The company is demonstrating a 400 Gbit/s photonic integrated circuit (PIC) here at OFC/NFOEC, and has outlined a roadmap that will see the capacity of its equipment double every three years. Based on this scaling, Infinera expects to produce a 4 Tbit/s PIC within the next ten years.
The company’s DTN optical system currently delivers 100 Gbit/s over ten 10 Gbit/s wavelengths. The new PIC will quadruple system capacity by employing differential quadrature phase-shift keying (DQPSK) modulation at 40 Gbit/s on each of ten wavelengths.
Infinera’s chief marketing and strategy officer David Welch says the 400 Gbit/s PIC will be “system ready” in 2009, although he isn’t prepared to give a date for availability of the system.
Welch says that increasing capacity per chip is the only way to address the multiple challenges facing systems vendors, namely that while boosting data rates, they must also reduce cost, space, and power consumption. Cost is tightly tied in with integration. “The cost of a chip is the cost of a chip,” he says.
So how does Infinera plan to scale its technology? “To get beyond where we are today you need a combination of better spectral efficiency, and spectral width to give you access to more of the fibre bandwidth,” says Welch.
The use of DPQSK modulation addresses the first point because it delivers higher data rates using the same DWDM channel spacings. Using more of the fibre bandwidth will require the elimination of erbium-doped fibre amplifiers (EDFAs) from the network. “At the moment only 10% of the low loss region of the fibre is being used,” says Welch. That 10% is constrained by the operating window of the EDFA.
All of a sudden the various announcements Infinera made in the past week start to make sense. At the OFC exhibition, which starts today, Infinera will be demonstrating transmission over 320 km of Corning’s SMF-28 ULL fibre using Raman amplification instead of in-amplifiers. The company will also show transmission of data over 320 km using a 100 Gbit/s chip containing on-chip semiconductor optical amplifiers (SOAs) operating in the S-band (1940-1512 nm). Both of these techniques provide alternatives to the use of EDFAs in the network.

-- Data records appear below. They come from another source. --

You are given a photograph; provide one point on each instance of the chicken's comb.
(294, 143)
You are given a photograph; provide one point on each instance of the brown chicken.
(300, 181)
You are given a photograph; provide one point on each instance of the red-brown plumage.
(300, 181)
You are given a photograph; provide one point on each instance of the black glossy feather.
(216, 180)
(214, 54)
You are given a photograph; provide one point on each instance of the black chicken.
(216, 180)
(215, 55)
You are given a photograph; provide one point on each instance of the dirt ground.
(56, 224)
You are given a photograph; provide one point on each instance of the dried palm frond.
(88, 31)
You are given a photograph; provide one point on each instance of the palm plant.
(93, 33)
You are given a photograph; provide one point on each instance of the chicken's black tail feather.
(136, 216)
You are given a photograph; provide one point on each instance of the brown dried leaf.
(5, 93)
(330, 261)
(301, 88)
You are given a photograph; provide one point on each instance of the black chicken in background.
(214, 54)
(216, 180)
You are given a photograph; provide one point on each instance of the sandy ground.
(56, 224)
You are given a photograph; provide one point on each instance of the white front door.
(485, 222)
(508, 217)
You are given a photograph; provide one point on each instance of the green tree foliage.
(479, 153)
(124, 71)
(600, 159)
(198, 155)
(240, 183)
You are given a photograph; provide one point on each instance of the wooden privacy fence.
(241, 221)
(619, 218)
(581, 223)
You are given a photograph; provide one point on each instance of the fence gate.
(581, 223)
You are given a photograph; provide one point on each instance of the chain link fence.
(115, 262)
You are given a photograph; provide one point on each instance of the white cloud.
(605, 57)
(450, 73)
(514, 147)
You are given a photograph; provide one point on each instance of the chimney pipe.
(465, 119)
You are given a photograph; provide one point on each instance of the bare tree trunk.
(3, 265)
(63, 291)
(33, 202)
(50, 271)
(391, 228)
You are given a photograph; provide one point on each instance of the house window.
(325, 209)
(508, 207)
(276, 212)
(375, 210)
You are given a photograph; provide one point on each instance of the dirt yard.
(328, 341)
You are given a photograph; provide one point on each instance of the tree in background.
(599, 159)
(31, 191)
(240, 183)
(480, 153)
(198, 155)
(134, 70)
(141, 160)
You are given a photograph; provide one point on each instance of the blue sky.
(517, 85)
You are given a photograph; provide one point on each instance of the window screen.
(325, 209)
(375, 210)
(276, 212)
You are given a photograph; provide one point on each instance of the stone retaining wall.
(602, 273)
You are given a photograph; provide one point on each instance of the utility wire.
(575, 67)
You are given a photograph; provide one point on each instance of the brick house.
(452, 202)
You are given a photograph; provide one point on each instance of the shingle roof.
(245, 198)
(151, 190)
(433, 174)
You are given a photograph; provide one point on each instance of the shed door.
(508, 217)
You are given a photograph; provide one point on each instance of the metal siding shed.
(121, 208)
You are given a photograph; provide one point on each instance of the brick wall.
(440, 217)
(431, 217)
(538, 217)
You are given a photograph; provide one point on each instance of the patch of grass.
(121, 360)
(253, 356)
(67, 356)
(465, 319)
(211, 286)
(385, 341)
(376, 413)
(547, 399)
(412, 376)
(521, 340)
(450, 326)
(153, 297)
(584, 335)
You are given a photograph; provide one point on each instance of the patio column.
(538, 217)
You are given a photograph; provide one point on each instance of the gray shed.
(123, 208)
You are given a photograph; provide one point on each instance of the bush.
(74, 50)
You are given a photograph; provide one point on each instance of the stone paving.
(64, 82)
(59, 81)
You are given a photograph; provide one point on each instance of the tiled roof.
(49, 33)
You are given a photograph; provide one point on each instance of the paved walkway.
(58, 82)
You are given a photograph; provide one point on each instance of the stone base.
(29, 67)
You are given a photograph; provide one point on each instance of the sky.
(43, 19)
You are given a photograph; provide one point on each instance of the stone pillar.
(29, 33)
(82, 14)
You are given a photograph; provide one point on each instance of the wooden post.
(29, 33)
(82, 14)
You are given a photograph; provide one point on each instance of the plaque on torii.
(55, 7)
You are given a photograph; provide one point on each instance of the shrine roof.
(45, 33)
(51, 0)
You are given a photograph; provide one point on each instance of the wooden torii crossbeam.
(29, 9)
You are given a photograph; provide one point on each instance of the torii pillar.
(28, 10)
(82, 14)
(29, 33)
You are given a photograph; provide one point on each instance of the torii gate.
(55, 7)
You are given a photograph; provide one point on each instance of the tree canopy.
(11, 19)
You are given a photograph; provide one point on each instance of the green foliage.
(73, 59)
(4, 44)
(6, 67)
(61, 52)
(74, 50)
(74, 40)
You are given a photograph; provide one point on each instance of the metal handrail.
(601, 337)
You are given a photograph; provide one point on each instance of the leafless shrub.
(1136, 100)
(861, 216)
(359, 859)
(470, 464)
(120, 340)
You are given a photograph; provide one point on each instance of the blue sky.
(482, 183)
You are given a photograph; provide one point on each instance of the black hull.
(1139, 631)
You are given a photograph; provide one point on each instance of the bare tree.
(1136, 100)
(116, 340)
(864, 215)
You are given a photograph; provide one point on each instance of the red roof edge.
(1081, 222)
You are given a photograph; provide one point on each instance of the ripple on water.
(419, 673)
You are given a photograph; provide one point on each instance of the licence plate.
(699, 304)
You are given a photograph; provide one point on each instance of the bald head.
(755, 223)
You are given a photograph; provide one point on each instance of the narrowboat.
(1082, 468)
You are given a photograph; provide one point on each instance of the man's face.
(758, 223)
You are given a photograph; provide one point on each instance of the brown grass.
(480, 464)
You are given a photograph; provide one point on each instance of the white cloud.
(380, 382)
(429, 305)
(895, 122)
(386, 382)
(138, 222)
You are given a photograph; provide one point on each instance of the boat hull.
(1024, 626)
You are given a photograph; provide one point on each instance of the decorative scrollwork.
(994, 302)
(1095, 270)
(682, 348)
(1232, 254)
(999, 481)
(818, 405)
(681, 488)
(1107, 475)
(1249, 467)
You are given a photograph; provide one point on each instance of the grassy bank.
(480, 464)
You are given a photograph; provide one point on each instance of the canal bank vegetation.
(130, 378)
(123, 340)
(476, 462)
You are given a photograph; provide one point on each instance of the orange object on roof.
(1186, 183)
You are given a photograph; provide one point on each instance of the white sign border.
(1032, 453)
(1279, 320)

There’s no doubt that Infinera will face significant challenges as it follows its roadmap, not least of which will be the need to keep yields up as the PIC becomes increasingly complex. Infinera’s current 100 Gbit/s chip integrates around 60 optical components, while the 400 Gbit/s chip contains the equivalent of 150-200 photonic components and 300-400 fibre couplings, depending on how you define an individual component.
'Slower than Moore's Law'
Infinera has a lot of fans, but technology visionary George Gilder doesn’t appear to be one of them. Speaking at the 2008 Executive Forum yesterday, he said: “I’m very impressed with what Infinera has achieved, but it’s completely contrary to the paradigm I’ve been expounding, and it's completely contrary to the optical paradigm. It’s essentially a digital technology used to process data at every node.” Infinera’s roadmap, which anticipates that capacity doubles every three years, is “a lot slower than Moore’s Law, and a lot slower than the rate of advance we had before.”